“喵”
“王爺”
惟明掀開床帳,兩根手指捏著那小東西的后頸皮,把它扔進侍女春至懷里,冷漠地道“拿出去。”
春至輕呼一聲,小心地捏著貓爪,將那黏人異常的貓抱起來,喜歡得不行“王爺,這小貓品相生得好,身上也干凈,看著不像野貓,說不定是哪家走失的小寵呢。”
惟明洗手洗臉,對此毫無興趣“那就拿出去四處問問。不過京中人多愛云貓,我看它八成是沒人要的小土貓。”
所謂云貓,便是身披斑紋、形如云豹的貓,身形短小精悍,歷來十分名貴,市價少說值二三十兩白銀,差不多是一戶中等人家一年的嚼用。至于這貓,雖然是黃毛碧眼,品相喜人,但也就比田間地頭常見的野貓圓一點,差別不大,說不定都不用找,過不了幾個時辰它就自己回去了。
貓被他看扁了,非常不樂意,委委屈屈地鉆進春至懷里,連尾巴尖都耷拉下去,只留給他一個毛茸茸圓滾滾的背影。
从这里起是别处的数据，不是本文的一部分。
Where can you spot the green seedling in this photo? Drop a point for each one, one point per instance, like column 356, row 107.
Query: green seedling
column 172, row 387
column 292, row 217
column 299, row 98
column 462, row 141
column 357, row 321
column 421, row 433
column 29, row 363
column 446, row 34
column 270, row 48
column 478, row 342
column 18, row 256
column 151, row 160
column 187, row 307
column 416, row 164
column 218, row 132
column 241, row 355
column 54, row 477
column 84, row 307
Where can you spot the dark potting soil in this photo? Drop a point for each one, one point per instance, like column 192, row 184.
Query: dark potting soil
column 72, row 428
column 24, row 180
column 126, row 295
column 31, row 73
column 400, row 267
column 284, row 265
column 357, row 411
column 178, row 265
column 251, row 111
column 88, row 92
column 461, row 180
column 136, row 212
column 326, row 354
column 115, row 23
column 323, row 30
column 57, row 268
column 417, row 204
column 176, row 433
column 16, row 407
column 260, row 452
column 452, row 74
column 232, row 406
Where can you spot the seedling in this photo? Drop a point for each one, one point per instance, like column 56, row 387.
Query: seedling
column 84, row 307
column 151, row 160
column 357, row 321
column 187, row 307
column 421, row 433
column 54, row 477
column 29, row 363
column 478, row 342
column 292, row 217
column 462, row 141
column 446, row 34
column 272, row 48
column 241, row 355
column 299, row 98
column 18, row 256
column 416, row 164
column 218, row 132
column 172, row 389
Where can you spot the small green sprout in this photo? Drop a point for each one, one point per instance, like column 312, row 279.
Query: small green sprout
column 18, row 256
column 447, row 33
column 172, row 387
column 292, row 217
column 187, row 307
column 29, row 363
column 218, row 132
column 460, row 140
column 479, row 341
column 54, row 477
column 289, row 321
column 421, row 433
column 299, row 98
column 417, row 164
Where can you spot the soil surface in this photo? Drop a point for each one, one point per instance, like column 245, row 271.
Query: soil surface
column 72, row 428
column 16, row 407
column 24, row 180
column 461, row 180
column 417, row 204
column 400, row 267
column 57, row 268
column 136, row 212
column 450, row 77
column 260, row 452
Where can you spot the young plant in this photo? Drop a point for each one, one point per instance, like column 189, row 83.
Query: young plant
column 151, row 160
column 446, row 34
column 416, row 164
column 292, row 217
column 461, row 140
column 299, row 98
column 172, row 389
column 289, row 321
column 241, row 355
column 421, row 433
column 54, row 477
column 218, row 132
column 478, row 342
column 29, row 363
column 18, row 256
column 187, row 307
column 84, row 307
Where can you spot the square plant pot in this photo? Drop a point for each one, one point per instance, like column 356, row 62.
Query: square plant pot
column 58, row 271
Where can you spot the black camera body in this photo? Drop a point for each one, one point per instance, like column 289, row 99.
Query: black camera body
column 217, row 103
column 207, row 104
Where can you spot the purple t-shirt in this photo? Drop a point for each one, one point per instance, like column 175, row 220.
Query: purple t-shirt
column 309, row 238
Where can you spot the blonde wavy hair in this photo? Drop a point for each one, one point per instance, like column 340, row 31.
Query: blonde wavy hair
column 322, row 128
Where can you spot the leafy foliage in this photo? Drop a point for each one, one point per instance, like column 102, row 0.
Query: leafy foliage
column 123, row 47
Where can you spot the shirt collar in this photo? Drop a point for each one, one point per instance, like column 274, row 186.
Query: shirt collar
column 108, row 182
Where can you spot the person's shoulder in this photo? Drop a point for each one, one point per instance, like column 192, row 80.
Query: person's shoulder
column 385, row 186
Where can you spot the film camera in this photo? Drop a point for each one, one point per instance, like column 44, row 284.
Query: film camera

“好乖,它聽得懂人話呢。”春至安撫地撓了撓小貓下巴,一片慈心被勾得無處安放,忍不住對惟明央求道“王爺,這小貓要是無家可歸,能不能就養在咱們王府里奴婢自己喂它,不費府里的糧食。”
“隨便你。”王府里的侍女仆從都是從開府起就跟在他身邊,惟明治下又一貫寬松,“但是誰養誰就得負責看好它,淘氣可以,不許把房子拆了。”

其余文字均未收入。